Rio – O Ministério Público pediu o cancelamento dos pagamentos da Prefeitura de Itaguaí para a realização do evento Expo Itaguaí 2018, até que seja restabelecido o equilíbrio financeiro do município. O MP entrou com ação civil pública contra a administração municipal para anular gastos de R$ 6,2 milhões comprometidos com cachês de artistas e com a organização da festa anunciada para esta quarta-feira. O município está com salários dos servidores atrasados e o sistema de saúde passa por sérios problemas. Segundo moradores, o Hospital Municipal São Francisco Xavier, único da cidade, chegou a fechar a emergência por falta de recursos e a UPA de Itaguaí não está funcionando. Com tantos problemas, a população desaprova a festa em comemoração dos 200 anos da cidade.

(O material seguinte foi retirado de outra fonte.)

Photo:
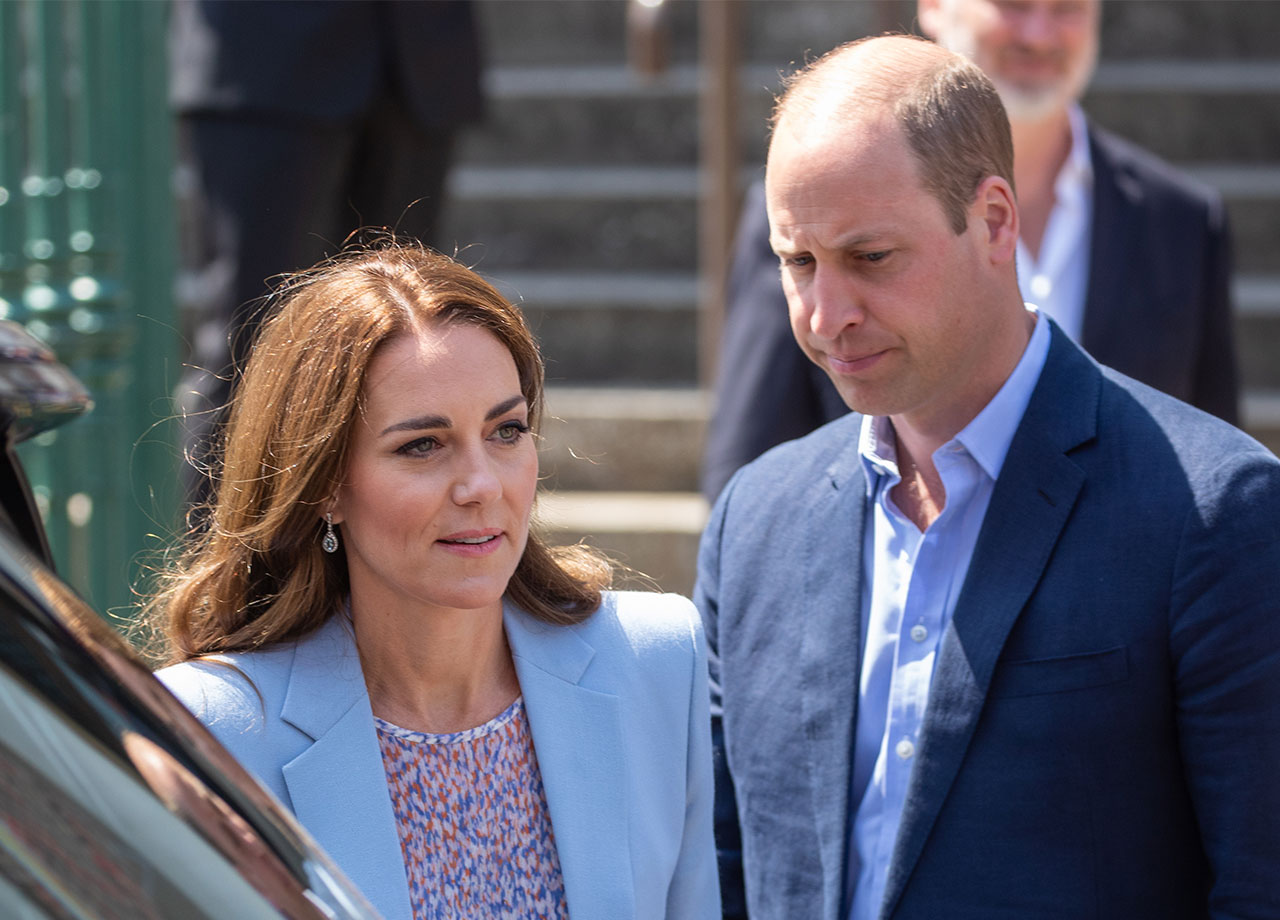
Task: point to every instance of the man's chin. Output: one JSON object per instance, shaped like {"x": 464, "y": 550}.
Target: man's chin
{"x": 1029, "y": 105}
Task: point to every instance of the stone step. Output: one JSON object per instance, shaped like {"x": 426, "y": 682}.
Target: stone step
{"x": 1262, "y": 417}
{"x": 639, "y": 439}
{"x": 654, "y": 535}
{"x": 641, "y": 329}
{"x": 645, "y": 218}
{"x": 607, "y": 114}
{"x": 592, "y": 31}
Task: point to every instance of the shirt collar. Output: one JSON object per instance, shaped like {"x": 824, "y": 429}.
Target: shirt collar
{"x": 1075, "y": 177}
{"x": 987, "y": 436}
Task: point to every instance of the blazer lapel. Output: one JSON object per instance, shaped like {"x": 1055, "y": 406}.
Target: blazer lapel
{"x": 577, "y": 738}
{"x": 1033, "y": 498}
{"x": 830, "y": 655}
{"x": 338, "y": 786}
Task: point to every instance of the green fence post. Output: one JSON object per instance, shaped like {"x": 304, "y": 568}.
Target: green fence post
{"x": 86, "y": 262}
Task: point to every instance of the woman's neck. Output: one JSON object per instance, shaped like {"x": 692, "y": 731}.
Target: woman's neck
{"x": 434, "y": 671}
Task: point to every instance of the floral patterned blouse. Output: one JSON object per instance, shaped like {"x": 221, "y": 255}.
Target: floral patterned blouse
{"x": 472, "y": 819}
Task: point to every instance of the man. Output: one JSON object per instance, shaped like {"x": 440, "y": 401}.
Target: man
{"x": 1004, "y": 642}
{"x": 1128, "y": 256}
{"x": 298, "y": 123}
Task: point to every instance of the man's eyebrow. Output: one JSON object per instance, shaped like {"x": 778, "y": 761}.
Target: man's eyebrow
{"x": 424, "y": 422}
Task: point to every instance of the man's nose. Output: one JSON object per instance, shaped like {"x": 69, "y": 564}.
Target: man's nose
{"x": 1037, "y": 24}
{"x": 835, "y": 303}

“Sou totalmente contra esse evento. Não temos Saúde, Segurança e nem Educação. Gostaria mesmo é de ver esse dinheiro investido nestas áreas, porque enquanto o evento estará rolando pessoas estarão morrendo”, reclamou Luiz Alberto, 29, morador do bairro Jardim Laia. Ele contou ainda que faltam insumos no hospital da cidade. “Falta álcool, luvas, fraldas descartáveis. Os médicos estão fazendo de tudo para prestar atendimento mas sem material é impossível”.

A unidade sofre com problemas estruturais como infiltrações e paredes mofadas. Nos corredores, equipamentos novos estão encaixotados, como revelou o RJ TV.

Nas redes sociais moradores também pedem o cancelamento da Expo Itaguaí e o investimento em saúde. “Tem que cuidar do hospital que está entregue às baratas, depois faz festa. O povo precisa de hospital. Isso é uma vergonha, pedimos socorro pela nossa cidade”, criticou uma internauta.

Enquanto a prefeitura prevê gastos milionários para a festa, um levantamento feito pelo MP-RJ apontou que a dívida da atual gestão já atingiu o patamar R$ 161 milhões, além de seis ações contra o município exigindo o reparo de problemas em sua rede de saúde. Nenhuma das ações foram cumpridas, sob alegação do gestor público de que não haveria dinheiro disponível em caixa para tais medidas.

Diante da situação, o MP diz que o cancelamento dos gastos deve-se ao fato de que “o momento atual e recente de Itaguaí impõe, portanto, certas limitações de ordem orçamentária e financeira, que divergem diametralmente das opções de seu governante”.

Apesar das reclamações dos moradores, a Prefeitura de Itaguaí disse que tem trabalhado para colocar “a casa em ordem” e afirmou que realizou melhorias no Hospital São Francisco Xavier, como reformas no berçário e centro cirúrgico, e garantiu que o funcionamento da unidade está normal, e com a farmácia abastecida.

Anitta e Luan Santana entre as atrações

A festa Expo Itaguaí 2018 está programada para acontecer de 4 a 8 de julho e deve ter shows de artistas como Anitta, Alexandre Pires, Luan Santana, a dupla Marcos e Bellutti e a cantora gospel Gabriela Rocha. Segundo o Ministério Público do Rio de Janeiro (MPRJ), em inquérito instaurado para apurar a denúncia sobre o alto custo do evento, o governo municipal, sob a gestão do prefeito Charlinho Busatto (MDB), apresentou planilha na qual justifica que os gastos serão destinados aos shows, contratação de segurança privada e infraestrutura, como banheiros químicos.

Apenas o show do cantor sertanejo Luan Santana está relacionado na tabela com o valor de R$ 250 mil. Mais da metade dos gastos, R$ 3,5 milhões, está destinada a serviços de infraestrutura não detalhados.

De acordo com o MP, não bastasse o alto custo dos shows, a prefeitura cometeu ainda ilegalidade ao antecipar o pagamento de 50% dos cachês. O órgão alega ainda que a proibição dos pagamentos para a realização da festa é urgente, já que o prefeito decretou calamidade financeira em 2017. O próprio MP conseguiu o cancelamento da calamidade alegando que a prefeitura se beneficiava dessa condição legal, que permite, por exemplo, compras sem licitação.